Ok … so maybe I got off on a tangent about the timing chip. For the rest of the complaints – I’ll just voice them quickly. The fans/cheering/spectators were severely lacking. This could partly be attributed to some decidedly uncomfortable weather though – as the day wore on it got colder and windier. No timing mat at the start. Some of the goodies at the after party were gobbled up by the 5kers. I only found out about some items that had been there from my brother – who ran the 5k. He had a nice KU flag, some gels, few other delectable goodies. I finished 142nd of 720th and these things were long gone by the time I got to the line.
Seemed like there was another complaint or two… but I hate to gripe when I could be saying NICE things… like:
Great after party – the band was rocking and there were provisions aplenty. Fruit, bagels, bread, muffins of many flavors, soda(?!), vitamin water, coffee, water, milk, juice, hot dogs, the list goes on. I didn’t stay too terribly long but it looked like there were a lot more eats to be had even after I’d walked around for quite some time…. Didn’t see any free beer though.
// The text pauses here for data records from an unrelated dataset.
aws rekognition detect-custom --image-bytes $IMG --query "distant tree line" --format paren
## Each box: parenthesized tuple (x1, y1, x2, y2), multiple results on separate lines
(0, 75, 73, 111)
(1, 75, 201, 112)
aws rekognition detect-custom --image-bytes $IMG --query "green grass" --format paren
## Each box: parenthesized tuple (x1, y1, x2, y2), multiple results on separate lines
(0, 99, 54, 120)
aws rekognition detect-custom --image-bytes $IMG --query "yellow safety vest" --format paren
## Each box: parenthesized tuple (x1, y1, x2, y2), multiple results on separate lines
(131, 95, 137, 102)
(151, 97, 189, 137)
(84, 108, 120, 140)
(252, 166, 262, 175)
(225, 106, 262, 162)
The course was nice for quite a while. Very nice start down Massachusetts, very nice turn into the campus and through there, nice stroll through some woodsy paths (not for long enough though), and then a run through a golf course / show of homes section of Lawrence. Up to this point the course was quite scenic and diverse. The last section however, consisted of a long straight section on a slowly rising incline on concrete sidewalks. A runner remarked as he passed me (well, he did have an ironman shirt on) “…and add to that head wind (dramatic pause) concrete sidewalks!” – as he merrily strode away. That’s the runners unspoken creed – to complain about the conditions from the smallest annoyance to the most ambominous timing chip with verbose merriment and bounce along like those things just spoken of don’t exist… yes that’s how we get our jollies.
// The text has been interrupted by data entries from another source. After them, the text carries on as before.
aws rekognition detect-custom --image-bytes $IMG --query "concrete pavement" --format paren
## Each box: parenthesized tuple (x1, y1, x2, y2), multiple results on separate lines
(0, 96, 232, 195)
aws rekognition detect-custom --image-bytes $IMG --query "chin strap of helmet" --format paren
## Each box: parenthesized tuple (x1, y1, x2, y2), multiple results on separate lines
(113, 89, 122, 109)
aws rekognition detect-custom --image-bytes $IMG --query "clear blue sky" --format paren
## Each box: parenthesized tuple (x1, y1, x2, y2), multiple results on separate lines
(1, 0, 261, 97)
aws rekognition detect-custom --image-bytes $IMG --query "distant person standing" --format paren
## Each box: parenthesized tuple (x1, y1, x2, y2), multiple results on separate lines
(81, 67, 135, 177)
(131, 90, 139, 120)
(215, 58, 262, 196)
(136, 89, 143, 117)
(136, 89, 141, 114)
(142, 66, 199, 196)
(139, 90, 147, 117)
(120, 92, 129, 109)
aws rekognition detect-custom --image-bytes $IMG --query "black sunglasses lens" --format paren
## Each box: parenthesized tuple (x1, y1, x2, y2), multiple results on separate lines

Let’s face it though, at mile 12 the bounce-less cement can in fact hurt; the knees transforming from shock absorbers to pain centers. After flopping down the concrete sidewalk for a half-mile or so, the course displays a number 12 and takes a sharp turn to the left. The short exuberance experienced from seeing the final mile under your feet quickly turns to dismay as the realization sets in that this will be your slowest mile by far: the 90 degree turn heads straight up a hill. On any other day this might have been just one more thing to laugh off, but on this particular day there just so happened to be a gale force (no exaggeration) freezing wind blowing straight at us as we ascended the hill to the finish line.
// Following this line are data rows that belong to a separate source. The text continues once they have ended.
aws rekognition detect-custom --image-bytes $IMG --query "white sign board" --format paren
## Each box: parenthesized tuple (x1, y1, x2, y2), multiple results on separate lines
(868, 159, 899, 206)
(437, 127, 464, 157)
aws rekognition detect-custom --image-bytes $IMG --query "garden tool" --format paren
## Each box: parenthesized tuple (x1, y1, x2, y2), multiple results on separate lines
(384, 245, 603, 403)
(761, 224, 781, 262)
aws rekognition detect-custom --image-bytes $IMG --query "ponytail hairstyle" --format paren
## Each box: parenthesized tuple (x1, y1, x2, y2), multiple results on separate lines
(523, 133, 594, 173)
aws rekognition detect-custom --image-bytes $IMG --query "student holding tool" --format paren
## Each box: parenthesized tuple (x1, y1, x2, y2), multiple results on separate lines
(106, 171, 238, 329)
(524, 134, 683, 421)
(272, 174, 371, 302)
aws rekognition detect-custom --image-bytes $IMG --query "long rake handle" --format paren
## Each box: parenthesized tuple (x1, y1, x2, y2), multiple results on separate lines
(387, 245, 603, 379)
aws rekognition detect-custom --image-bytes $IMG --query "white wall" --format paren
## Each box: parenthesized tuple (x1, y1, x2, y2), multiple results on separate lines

Running up the hill, I caught a breath and remarked to the guy next to me that “this last mile is a killer huh?” After he didn’t say anything for a minute my expectation for a response had dropped close to zero, but as I was realizing this he began to mutter between labored breaths: “course … designer… should be … shot…” – ok gotcha! He’s maybe taking it a little more personal than I was… I was just a little discouraged that I wasn’t going to be setting the new US Half-Marathon record thanks to this grueling last mile.
Before the finish line was completely into sight the course did taper off to a level surface and even a touch of a downhill slope… so everyone got to *run* across the finish line with a smile (grimace) on their face instead of a bewildered crawl.
And there waiting for me was a water, a person to cut off the timing chip (they just nudged it off), and a medal still wrapped in cellophane. Hey – this is a good looking medal though! Shaped like the state of Kansas (ok not that hard to do, but still harder than Colorado) it’s one of the better ones in my collection now. Did I mention that there wasn’t any free beer?